De loin, sous ces vieux arcs mutilés par les âges,
Que j’aime à voir, au sein des plus frais paysages,
La Seine prolonger les replis inégaux
Du riche labyrinthe où s’égarent ses eaux !
Son canal est si pur ! Ses bords sont si fertiles !
Mon œil la suit, s’arrête en ses riantes îles,
La perd et la retrouve, et, par un doux penchant,
La conduit jusqu’aux monts qui bornent le couchant.
Ce vallon semble fait pour la muse champêtre.
Oui, c’est dans ces beaux lieux qu’en effet a dû naître
Ce peintre qui, de Rome égalant les pinceaux,
De l’âme d’un poëte animait ses tableaux.
Sans doute le Poussin, jusque dans l’Ausonie,
Regretta ce séjour, berceau de son génie.
Là, ses premiers crayons esquissèrent les champs.
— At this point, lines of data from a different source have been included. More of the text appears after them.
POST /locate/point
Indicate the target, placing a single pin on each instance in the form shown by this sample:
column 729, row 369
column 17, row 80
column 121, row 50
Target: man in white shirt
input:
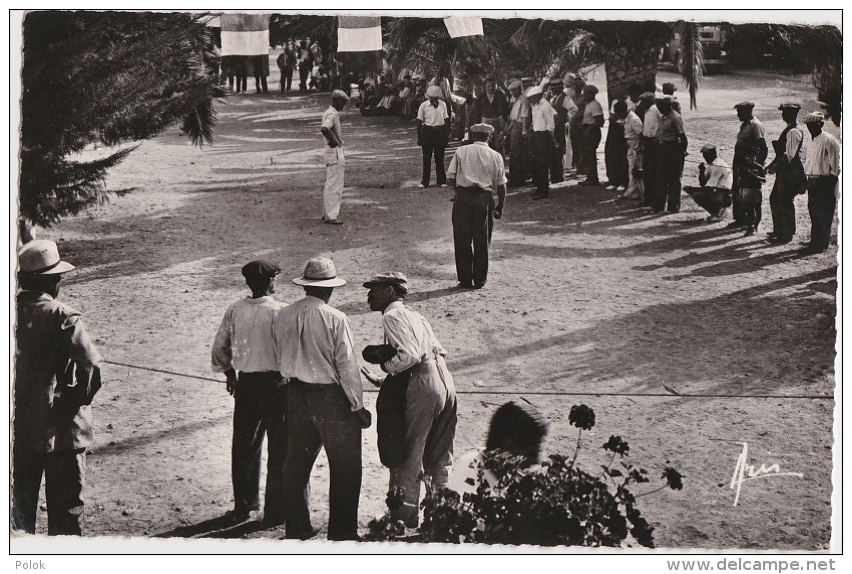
column 542, row 140
column 822, row 166
column 716, row 179
column 433, row 131
column 476, row 172
column 325, row 406
column 334, row 160
column 243, row 350
column 430, row 397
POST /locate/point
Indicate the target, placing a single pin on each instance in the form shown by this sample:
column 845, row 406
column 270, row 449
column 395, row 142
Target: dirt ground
column 589, row 300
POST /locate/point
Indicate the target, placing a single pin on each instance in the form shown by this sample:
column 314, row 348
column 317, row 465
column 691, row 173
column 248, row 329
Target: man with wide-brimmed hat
column 790, row 179
column 334, row 159
column 433, row 133
column 476, row 172
column 244, row 351
column 325, row 406
column 429, row 405
column 57, row 373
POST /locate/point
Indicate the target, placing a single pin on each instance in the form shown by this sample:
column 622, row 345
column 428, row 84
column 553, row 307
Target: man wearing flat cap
column 790, row 178
column 244, row 351
column 476, row 172
column 751, row 134
column 430, row 398
column 325, row 405
column 433, row 133
column 57, row 373
column 822, row 167
column 334, row 160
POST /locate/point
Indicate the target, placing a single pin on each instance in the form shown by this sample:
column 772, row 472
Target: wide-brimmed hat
column 320, row 272
column 41, row 257
column 388, row 278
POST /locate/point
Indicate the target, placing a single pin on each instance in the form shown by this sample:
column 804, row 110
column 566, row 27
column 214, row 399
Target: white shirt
column 314, row 344
column 244, row 339
column 823, row 157
column 719, row 174
column 432, row 116
column 477, row 165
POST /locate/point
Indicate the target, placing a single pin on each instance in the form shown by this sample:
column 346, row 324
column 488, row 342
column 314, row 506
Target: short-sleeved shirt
column 477, row 165
column 432, row 116
column 331, row 120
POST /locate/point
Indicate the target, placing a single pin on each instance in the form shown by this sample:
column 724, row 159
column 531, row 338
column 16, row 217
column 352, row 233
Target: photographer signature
column 745, row 471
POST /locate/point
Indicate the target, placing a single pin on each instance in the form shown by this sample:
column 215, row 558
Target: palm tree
column 104, row 78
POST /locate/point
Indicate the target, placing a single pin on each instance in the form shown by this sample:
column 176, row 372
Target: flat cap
column 260, row 270
column 388, row 278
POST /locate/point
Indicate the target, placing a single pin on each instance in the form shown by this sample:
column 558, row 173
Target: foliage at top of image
column 555, row 503
column 104, row 78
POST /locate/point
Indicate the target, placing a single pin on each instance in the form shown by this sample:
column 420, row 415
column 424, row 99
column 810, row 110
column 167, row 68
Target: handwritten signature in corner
column 745, row 471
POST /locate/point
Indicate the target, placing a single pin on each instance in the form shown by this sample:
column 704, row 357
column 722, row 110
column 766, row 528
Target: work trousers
column 430, row 416
column 518, row 150
column 332, row 195
column 821, row 206
column 260, row 408
column 541, row 149
column 319, row 416
column 667, row 186
column 783, row 209
column 64, row 477
column 473, row 222
column 434, row 140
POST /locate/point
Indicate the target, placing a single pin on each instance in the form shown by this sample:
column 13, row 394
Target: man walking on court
column 475, row 173
column 334, row 160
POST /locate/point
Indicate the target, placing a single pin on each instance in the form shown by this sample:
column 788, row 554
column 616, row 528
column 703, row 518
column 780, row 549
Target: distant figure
column 57, row 374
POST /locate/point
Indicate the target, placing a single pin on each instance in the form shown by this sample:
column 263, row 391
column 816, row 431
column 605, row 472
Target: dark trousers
column 821, row 205
column 591, row 140
column 260, row 408
column 541, row 149
column 783, row 210
column 472, row 225
column 434, row 141
column 286, row 79
column 319, row 416
column 64, row 476
column 667, row 186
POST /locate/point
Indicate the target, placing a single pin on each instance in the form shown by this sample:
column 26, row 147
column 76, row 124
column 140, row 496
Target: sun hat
column 320, row 272
column 41, row 257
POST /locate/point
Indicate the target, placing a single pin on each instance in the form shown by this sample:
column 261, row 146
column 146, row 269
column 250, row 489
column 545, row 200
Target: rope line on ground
column 530, row 393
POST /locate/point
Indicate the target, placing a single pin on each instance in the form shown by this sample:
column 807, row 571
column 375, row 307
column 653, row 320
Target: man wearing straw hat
column 325, row 407
column 476, row 172
column 57, row 373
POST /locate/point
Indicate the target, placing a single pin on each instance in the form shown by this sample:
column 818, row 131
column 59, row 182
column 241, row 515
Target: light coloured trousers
column 333, row 192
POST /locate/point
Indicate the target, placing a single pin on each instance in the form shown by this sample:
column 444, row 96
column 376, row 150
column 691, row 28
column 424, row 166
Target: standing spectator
column 57, row 373
column 671, row 145
column 592, row 123
column 518, row 135
column 822, row 166
column 430, row 399
column 243, row 350
column 325, row 406
column 542, row 142
column 433, row 132
column 475, row 174
column 790, row 180
column 286, row 63
column 751, row 134
column 334, row 159
column 633, row 141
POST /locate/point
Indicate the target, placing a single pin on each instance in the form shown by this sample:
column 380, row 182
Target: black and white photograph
column 356, row 281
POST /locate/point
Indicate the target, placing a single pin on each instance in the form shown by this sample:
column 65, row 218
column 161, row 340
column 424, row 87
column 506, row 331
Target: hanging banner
column 359, row 33
column 245, row 34
column 458, row 27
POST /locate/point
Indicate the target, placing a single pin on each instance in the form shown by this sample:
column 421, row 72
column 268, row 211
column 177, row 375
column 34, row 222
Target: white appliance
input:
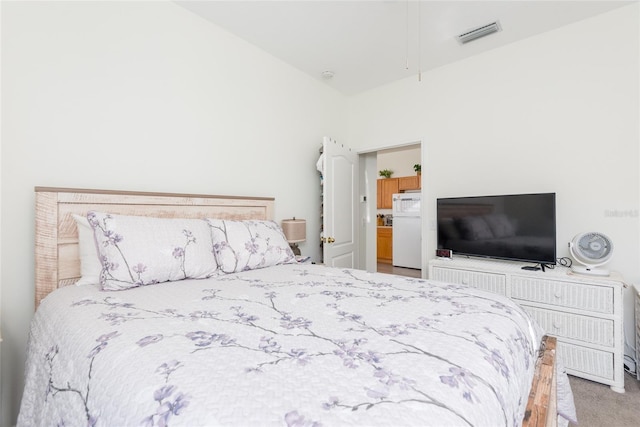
column 407, row 234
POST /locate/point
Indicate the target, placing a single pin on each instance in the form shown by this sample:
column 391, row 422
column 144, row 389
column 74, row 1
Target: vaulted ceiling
column 365, row 44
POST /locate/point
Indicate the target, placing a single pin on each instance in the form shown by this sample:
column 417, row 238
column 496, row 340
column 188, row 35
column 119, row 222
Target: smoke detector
column 479, row 32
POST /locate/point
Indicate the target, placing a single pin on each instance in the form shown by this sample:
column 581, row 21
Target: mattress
column 295, row 345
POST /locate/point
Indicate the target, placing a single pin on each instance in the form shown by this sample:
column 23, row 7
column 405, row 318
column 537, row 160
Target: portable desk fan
column 591, row 250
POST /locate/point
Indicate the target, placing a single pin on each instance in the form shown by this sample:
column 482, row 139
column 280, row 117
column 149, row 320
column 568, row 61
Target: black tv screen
column 519, row 227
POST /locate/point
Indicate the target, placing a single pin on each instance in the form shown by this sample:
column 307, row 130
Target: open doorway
column 377, row 246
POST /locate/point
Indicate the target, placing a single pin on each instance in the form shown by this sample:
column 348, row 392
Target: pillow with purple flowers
column 136, row 251
column 249, row 244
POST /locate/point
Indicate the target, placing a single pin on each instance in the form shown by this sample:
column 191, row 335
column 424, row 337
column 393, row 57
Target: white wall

Je me plais à penser qu’en ses plus jeunes ans,
Il cherchait, comme moi, ces débris pittoresques,
Qu’il aimait à saisir leurs aspects romanesques,
Et du fleuve qui fuit le cours irrégulier.
La roche où je m’assieds lui servit d’atelier.
Un nom plus fier encore illustra ces rivages,
Corneille ! C’est ici que, fuyant les hommages,
Ce maître de la scène et des grands sentiments
Venait se reposer des applaudissements.
Passant, arrête-toi ! Salut à sa demeure !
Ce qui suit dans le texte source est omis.